Securing Your OpenClaw Deployment

Running an AI assistant with shell access is inherently risky—OpenClaw can read your files, run commands, and message people. But with deliberate configuration, you can minimize exposure and build a secure foundation.

The goal isn’t perfection: it’s deliberate access control. Who can talk to your bot? Where can it act? What can it touch?
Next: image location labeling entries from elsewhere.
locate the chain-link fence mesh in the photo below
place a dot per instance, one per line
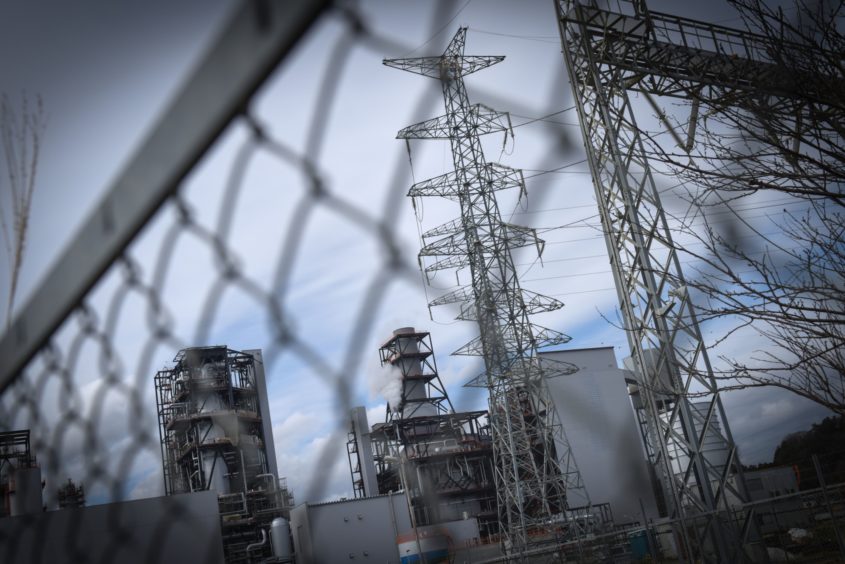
(271, 242)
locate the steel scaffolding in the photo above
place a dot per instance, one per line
(215, 435)
(533, 483)
(443, 460)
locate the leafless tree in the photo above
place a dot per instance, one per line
(785, 142)
(21, 137)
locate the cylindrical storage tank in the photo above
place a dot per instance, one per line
(280, 538)
(433, 542)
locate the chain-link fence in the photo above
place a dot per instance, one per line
(233, 224)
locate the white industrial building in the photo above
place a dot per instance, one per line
(594, 407)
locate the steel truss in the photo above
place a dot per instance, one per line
(535, 474)
(608, 53)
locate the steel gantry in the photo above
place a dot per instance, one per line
(609, 52)
(537, 481)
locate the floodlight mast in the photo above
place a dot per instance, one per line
(532, 483)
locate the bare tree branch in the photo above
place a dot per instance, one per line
(21, 139)
(790, 287)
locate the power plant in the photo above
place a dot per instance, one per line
(215, 430)
(536, 477)
(574, 458)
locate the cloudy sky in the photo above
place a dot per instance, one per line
(106, 70)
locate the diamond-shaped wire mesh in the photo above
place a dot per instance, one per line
(239, 248)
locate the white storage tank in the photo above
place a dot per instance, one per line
(280, 539)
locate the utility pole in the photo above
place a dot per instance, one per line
(536, 476)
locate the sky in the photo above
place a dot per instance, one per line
(106, 71)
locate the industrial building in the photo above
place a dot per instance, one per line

Start narrow, then expand as needed.

🔐 Quick Wins: The Security Audit

Run this regularly:

openclaw security audit
openclaw security audit --deep

It checks for:

  • Open DM or group policies
  • Network exposure (LAN binds, missing auth)
  • Weak file permissions
  • Browser control exposure
  • Plugins from untrusted sources

Use --fix to automatically tighten common settings like directory permissions and DM policies.

🛡️ Core Principles

1. Identity First

Lock down who can message your bot:

  • DMs: Use dmPolicy: "pairing" (default). Strangers get a code; you approve.
  • Groups: Use requireMention: true. Only respond when tagged.
  • Allowlists: Explicitly list trusted users or channels. Avoid "*".

2. Scope Next

Even if someone can message the bot, limit what it can do:

  • Sandboxing: Run tools in isolated containers. Prevents filesystem escape.
  • Tool allowlists: Only enable shell access for trusted agents.
  • Workspace access: Restrict read/write to the workspace unless absolutely needed.

3. Model Last

Assume prompt injection will happen. No model is foolproof. Your config—not the AI—is the final layer of defense.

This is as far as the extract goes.